Avoid segmenting clients based solely on assets under management or revenue. Create at least half a dozen criteria to divide clients into segments. For example, certain clients may warrant simpler investment strategies, less planning time, reduced reporting, reduced access and fewer in-person meetings. To design an effective segmentation strategy, score clients and prospects on each characteristic. Determine how each client fits into your model. Don’t forget to consider whether they are an active advocate, center of influence or ideal client. Determine the client segments, then estimate your cost to service each segment. The higher the score, the higher the service experience, the higher the price. Likewise lower scores receive less service at a lower price.

Be careful not to offer a menu of choices to the prospect. Your discovery process should assess client needs, preparing you to propose the optimal relationship and pricing. Otherwise you run the risk of clients choosing the lower price but demanding the highest level of service—and it’s hard to unwind that type of expectation.

Once your segmentation strategy is clear, follow five critical steps in rolling out the pricing plan:

Create the pricing transition plan. Set a timeframe for the implementation of the new pricing structure, both with new clients (a far less daunting task) and with existing clients. Once the timeframe is agreed upon, assess each of the firm’s clients to determine which clients must be moved to the new structure and by when. Schedule review meetings to ensure that discussions take place within the required timeframe.

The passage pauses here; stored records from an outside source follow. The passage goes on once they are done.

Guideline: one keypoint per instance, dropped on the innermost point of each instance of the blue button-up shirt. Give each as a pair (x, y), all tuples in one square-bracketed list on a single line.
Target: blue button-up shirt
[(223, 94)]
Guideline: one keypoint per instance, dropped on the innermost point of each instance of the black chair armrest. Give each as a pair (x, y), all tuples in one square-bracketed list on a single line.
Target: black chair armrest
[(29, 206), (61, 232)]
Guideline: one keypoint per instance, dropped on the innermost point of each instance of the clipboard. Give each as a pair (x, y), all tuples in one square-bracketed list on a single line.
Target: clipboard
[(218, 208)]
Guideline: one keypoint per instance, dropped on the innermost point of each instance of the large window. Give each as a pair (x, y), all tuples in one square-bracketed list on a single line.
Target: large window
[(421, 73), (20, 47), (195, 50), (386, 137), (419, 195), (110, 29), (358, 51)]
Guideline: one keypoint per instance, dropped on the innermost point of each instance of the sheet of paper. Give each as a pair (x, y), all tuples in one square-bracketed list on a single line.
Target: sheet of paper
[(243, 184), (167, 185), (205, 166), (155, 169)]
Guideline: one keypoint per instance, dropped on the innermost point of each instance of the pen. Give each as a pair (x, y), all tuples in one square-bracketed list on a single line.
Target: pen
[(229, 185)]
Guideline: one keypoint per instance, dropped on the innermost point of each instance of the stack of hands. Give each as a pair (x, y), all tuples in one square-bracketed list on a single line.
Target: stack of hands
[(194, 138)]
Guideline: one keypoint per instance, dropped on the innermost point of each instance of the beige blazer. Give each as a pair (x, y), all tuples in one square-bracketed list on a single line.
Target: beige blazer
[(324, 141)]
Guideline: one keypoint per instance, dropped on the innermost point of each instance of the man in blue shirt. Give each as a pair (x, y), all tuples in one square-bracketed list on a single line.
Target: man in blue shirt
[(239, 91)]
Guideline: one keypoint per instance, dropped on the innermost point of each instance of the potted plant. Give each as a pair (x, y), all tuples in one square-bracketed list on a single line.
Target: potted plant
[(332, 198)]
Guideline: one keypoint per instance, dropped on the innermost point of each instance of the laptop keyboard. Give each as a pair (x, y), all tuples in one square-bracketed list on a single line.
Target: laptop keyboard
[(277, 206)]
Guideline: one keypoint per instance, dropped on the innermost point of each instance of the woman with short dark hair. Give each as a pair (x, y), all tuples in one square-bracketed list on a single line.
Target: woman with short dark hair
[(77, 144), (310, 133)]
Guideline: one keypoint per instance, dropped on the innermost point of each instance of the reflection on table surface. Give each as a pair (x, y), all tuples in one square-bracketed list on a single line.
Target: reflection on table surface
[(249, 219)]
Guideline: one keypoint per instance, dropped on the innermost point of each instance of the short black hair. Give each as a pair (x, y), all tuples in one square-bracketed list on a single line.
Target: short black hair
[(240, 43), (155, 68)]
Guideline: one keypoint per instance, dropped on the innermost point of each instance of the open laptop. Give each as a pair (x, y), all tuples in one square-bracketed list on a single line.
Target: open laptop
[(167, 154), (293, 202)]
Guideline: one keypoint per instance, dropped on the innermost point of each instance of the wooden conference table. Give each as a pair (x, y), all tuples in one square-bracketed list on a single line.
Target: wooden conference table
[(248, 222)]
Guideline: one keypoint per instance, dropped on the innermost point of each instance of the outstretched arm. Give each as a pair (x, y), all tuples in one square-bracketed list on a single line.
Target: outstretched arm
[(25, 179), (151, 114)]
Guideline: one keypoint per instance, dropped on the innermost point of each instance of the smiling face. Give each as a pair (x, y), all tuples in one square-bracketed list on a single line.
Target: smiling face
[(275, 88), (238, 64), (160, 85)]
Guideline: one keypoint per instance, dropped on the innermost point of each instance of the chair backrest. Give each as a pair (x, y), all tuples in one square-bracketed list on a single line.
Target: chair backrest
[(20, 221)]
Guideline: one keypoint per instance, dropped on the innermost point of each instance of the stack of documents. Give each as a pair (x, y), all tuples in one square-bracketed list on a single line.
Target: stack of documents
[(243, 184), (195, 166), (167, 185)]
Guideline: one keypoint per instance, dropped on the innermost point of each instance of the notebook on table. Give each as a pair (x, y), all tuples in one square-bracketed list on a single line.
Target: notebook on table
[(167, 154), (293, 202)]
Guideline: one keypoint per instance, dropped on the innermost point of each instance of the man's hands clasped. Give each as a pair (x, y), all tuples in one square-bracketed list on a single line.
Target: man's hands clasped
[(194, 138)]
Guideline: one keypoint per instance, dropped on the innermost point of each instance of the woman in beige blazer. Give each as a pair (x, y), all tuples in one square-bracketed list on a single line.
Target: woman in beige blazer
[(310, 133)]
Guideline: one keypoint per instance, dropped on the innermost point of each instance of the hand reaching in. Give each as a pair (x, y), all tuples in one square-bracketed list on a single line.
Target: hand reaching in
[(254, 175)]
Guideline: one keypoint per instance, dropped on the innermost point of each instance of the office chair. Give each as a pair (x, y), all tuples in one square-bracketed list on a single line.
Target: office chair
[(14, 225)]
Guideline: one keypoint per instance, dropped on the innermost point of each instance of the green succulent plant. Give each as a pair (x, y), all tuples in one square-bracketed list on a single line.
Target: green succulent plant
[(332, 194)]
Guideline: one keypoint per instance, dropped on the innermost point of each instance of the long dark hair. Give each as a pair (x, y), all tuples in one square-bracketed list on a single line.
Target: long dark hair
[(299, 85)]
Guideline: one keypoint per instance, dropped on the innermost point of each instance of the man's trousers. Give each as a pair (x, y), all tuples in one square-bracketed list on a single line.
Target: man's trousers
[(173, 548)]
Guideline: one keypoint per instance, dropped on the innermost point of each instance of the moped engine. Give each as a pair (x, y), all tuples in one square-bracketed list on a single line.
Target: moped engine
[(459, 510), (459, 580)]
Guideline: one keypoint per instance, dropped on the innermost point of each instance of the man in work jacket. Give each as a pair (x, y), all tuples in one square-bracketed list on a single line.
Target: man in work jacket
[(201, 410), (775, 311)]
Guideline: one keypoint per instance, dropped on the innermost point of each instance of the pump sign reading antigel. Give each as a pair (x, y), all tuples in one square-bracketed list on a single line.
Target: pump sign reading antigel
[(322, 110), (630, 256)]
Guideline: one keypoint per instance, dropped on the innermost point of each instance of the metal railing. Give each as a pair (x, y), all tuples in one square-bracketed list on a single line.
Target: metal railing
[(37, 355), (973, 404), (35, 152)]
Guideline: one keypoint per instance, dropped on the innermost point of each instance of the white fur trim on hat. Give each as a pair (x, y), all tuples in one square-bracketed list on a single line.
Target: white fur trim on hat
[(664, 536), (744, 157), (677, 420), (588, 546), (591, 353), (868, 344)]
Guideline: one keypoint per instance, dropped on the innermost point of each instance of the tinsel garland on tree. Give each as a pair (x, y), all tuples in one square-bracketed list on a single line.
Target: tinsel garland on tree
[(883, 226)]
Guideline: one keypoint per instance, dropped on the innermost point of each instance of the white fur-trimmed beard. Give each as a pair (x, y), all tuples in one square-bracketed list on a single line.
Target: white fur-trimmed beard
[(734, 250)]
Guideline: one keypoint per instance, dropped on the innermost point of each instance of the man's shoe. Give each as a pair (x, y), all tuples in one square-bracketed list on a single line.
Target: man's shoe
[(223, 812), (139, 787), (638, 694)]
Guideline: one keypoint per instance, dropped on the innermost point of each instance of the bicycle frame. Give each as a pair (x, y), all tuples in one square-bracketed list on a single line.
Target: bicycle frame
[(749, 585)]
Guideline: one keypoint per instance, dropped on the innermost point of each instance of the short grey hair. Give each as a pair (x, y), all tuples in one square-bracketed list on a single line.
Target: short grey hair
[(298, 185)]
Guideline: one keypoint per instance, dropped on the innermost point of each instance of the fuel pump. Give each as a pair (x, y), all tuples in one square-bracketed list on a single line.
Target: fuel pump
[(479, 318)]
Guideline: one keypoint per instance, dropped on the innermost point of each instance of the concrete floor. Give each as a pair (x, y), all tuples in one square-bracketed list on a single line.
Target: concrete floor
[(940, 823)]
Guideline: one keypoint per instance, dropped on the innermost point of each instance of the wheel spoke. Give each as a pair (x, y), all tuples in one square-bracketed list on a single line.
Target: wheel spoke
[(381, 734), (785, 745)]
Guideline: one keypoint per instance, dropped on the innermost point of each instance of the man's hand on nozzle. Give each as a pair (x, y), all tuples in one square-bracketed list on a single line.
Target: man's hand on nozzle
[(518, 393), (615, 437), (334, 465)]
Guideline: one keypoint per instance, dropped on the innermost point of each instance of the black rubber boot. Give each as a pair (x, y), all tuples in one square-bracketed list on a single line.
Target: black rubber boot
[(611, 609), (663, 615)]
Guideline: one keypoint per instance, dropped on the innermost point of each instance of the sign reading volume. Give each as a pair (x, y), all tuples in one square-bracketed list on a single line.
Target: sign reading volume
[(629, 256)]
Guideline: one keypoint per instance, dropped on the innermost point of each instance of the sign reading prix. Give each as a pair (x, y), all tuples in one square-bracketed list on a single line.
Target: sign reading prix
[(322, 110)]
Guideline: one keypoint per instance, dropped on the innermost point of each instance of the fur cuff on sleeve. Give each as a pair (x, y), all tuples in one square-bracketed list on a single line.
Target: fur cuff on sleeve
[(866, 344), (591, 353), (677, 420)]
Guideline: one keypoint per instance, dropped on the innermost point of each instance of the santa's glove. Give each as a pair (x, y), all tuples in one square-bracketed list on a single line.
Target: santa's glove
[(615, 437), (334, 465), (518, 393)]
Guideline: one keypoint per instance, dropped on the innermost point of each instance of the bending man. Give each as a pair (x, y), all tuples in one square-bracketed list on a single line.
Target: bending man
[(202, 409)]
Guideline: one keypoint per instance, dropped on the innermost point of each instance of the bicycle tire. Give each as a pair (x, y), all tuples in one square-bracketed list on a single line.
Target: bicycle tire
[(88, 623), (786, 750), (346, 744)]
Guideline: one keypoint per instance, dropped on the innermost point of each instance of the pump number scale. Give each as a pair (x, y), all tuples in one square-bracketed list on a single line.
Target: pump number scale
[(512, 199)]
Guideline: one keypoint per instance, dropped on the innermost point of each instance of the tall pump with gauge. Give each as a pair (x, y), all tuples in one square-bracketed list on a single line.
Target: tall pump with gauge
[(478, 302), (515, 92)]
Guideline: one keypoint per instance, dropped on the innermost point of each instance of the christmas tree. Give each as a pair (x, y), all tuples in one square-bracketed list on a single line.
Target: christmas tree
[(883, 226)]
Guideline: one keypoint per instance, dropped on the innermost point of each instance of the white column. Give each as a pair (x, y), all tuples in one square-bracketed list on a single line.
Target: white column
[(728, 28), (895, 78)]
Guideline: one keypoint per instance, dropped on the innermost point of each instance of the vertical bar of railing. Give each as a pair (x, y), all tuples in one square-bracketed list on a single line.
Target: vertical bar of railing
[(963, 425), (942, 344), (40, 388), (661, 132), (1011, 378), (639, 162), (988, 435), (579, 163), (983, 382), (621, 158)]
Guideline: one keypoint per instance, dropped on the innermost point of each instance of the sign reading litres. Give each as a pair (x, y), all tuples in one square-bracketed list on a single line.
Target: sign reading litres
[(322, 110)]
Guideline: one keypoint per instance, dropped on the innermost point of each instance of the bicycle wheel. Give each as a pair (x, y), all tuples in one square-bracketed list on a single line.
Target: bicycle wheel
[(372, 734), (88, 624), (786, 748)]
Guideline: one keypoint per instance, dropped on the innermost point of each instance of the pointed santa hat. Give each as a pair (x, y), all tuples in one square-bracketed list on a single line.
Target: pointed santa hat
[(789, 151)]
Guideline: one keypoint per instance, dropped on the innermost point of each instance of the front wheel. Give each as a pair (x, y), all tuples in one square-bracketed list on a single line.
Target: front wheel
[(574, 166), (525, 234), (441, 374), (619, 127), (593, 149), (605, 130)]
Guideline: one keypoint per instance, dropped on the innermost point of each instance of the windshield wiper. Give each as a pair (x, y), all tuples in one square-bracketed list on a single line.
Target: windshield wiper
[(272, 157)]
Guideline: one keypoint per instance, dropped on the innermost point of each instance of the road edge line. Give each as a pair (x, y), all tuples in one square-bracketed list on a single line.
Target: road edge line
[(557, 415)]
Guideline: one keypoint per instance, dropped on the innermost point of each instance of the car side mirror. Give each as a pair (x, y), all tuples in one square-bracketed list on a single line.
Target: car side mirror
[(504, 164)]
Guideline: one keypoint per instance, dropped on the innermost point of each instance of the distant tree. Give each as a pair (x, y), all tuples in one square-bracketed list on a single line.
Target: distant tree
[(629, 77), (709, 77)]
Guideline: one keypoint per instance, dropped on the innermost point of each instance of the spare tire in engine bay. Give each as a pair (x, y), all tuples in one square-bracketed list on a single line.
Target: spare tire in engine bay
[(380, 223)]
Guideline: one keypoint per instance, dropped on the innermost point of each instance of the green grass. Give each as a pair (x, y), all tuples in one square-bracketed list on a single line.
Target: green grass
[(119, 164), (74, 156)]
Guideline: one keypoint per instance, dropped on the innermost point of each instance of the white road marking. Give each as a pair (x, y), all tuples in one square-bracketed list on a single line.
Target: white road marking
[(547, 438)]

Develop a value story. The initial discussions with clients will be the most challenging; advisors must present new pricing in a confident and clear manner. A strong value story supports the effective communication of the pricing structure and should ease uncomfortable moments and uncertainty for advisors and clients. The value story should articulate the tangible and intangible outcomes that the firm achieves for clients.

Communicate your value. The value story will need to be reinforced with clients. A consistent communications plan conveys the value story to clients in a steady manner and supports the pricing discussion.

Plan for client objections. Preparing for potential client objections to the new pricing structure can reduce advisor discomfort. Create a list of likely objections and prepare effective responses that will ease client concerns. The firm’s advisors should work together to develop strong responses and arm themselves with the necessary discussion points.

Tracking implementation. The new pricing structure must remain front-of-mind throughout the implementation period. Tracking client conversions to the new structure will support the firm in better forecasting revenue and profitability. Depending upon the number of clients a firm services and the number of advisors, full implementation could take up to 18 months, with new clients commencing immediately and existing clients following.

In reality, pricing only becomes an issue in the absence of consumer-perceived value. Therefore it is critical not only to generate a return over and above your costs, but to demonstrate to clients that what you do is as good as or superior to what others are offering.